Burma veteran's medals given to Stirling Castle museum
- Published
The family of a soldier who survived three years of forced labour on the Burma Railway have donated his medals to his regimental museum.
Kenneth McLeod, from Bridge of Weir, died in March this year, aged 92.
He was captured by the Japanese during World War II and endured injury, severe conditions and the threat of execution.
Mr McLeod's family are donating his war medals, Glengarry bonnet and sporran to the Argyll and Sutherland Highlanders Museum at Stirling Castle.
The former soldier was based at Stirling Castle more than 70 years ago.
He was sent with the Argylls for training in jungle warfare in Malaya and was there when Imperial Japanese forces landed unexpectedly.

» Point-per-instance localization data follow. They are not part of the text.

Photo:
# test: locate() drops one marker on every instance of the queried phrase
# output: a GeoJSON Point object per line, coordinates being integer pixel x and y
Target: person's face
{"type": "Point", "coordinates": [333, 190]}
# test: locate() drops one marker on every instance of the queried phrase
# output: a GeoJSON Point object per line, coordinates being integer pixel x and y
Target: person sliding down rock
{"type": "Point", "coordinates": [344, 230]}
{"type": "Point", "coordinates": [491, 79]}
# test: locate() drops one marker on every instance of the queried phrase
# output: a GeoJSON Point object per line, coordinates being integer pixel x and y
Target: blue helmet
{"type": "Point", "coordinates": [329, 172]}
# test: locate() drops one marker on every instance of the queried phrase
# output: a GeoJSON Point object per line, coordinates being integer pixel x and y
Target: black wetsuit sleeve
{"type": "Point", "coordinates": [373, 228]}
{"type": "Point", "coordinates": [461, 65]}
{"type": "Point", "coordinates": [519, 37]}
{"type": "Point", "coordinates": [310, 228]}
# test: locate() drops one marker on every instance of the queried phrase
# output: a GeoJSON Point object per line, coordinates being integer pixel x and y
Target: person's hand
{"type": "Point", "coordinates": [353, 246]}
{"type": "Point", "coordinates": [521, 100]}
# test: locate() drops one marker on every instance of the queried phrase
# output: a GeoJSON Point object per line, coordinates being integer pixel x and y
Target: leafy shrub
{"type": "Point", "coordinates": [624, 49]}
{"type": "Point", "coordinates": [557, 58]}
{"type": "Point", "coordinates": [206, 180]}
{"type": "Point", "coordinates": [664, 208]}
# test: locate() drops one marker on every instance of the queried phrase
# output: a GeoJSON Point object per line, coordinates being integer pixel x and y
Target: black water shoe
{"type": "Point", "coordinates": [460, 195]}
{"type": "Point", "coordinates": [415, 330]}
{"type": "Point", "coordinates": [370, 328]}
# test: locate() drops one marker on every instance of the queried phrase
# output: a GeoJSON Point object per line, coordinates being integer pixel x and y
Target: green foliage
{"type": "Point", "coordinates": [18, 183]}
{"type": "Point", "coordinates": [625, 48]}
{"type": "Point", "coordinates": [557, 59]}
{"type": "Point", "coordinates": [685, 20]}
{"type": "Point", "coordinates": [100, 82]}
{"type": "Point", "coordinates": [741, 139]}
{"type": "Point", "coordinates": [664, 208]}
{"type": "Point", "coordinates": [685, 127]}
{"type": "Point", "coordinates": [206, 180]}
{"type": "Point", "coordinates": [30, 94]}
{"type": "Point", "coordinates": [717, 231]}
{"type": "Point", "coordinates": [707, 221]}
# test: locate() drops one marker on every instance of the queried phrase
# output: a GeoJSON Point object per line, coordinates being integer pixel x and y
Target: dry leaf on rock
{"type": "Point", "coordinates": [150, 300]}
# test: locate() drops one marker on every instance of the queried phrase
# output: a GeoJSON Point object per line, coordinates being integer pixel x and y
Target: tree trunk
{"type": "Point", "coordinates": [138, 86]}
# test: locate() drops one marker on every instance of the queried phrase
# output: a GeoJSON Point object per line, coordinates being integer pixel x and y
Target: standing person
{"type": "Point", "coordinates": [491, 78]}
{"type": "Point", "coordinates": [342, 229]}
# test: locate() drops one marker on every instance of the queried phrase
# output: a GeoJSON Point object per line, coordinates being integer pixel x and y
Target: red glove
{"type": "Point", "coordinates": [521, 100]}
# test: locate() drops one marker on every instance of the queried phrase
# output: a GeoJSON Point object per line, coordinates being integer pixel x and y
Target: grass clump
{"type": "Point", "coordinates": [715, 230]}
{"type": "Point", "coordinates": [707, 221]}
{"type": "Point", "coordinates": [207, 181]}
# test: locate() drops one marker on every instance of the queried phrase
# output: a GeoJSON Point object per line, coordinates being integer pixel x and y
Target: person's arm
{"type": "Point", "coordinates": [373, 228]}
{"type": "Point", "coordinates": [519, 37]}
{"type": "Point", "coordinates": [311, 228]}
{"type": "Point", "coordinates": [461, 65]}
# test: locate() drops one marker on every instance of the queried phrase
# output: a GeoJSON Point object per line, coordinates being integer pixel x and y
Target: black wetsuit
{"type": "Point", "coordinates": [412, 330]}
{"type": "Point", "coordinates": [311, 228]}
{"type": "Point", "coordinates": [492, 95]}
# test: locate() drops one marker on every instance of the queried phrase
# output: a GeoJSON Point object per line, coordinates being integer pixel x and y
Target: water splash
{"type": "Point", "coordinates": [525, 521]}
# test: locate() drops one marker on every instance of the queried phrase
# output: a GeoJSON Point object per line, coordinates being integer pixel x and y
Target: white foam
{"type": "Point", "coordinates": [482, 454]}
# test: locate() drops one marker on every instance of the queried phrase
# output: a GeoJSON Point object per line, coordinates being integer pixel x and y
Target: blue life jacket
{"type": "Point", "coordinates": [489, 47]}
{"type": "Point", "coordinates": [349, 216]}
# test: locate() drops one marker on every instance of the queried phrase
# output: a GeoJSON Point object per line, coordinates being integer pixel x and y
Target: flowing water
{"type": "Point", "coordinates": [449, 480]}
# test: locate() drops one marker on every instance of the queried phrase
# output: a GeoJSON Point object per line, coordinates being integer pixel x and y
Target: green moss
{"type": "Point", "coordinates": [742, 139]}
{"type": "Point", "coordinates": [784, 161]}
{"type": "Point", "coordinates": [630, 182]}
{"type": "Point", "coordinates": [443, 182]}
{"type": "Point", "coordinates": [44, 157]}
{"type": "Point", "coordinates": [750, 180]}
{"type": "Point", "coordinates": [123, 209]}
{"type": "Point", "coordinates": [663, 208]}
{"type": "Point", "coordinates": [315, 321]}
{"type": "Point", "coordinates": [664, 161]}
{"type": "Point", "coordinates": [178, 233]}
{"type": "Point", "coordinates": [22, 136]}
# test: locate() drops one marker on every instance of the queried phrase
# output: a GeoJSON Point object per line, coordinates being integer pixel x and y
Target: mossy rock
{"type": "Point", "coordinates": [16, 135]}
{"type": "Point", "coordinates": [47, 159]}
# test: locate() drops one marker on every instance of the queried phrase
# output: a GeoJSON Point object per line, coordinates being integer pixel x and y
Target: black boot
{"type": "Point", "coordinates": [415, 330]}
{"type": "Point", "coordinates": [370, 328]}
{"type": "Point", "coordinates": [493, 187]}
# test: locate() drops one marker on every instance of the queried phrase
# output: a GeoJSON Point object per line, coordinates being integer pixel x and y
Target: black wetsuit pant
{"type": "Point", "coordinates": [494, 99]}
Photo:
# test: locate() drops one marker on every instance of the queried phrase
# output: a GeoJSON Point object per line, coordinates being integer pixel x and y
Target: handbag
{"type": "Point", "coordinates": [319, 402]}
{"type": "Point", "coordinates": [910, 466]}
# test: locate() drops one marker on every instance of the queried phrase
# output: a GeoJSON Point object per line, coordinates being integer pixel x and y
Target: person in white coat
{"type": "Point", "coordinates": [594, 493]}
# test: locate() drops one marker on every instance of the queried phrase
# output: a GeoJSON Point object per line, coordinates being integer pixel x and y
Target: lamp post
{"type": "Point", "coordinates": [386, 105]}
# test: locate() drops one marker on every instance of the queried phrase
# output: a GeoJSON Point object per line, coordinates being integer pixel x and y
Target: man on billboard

He fought with the 2nd Battalion at the Battle of Slim River but was cut off and stranded behind enemy lines and eventually captured.
After recovering from paralysis brought on by poisoning he joined forced labour groups used for the construction of the Burma Railway and the bridge over the River Kwai.
Mr McLeod had volunteered to go to Siam rather than return to Singapore with wounded prisoners, but sabotaged his own work by farming termite eggs which he placed on joints and uprights.
His hand had also been badly injured but he continued laying rails and using a sledgehammer to chisel rock for blasting cuttings through the hillsides.
After the railway was completed the Japanese segregated Mr McLeod and the other Allied officers from the enlisted men.
He later discovered they were all to be executed but the dropping of the atomic bomb on Hiroshima, forcing the Japanese surrender and the end of the war, is believed to have saved his life by 48 hours.
His daughter, Moira Johnston, said: "The army was a huge part of his life and I think it's appropriate that his medals, Glengarry and sporran are going to the regimental museum at Stirling Castle.
"As children we would hear the funny stories from the army but not much about anything else. He kept those experiences to himself."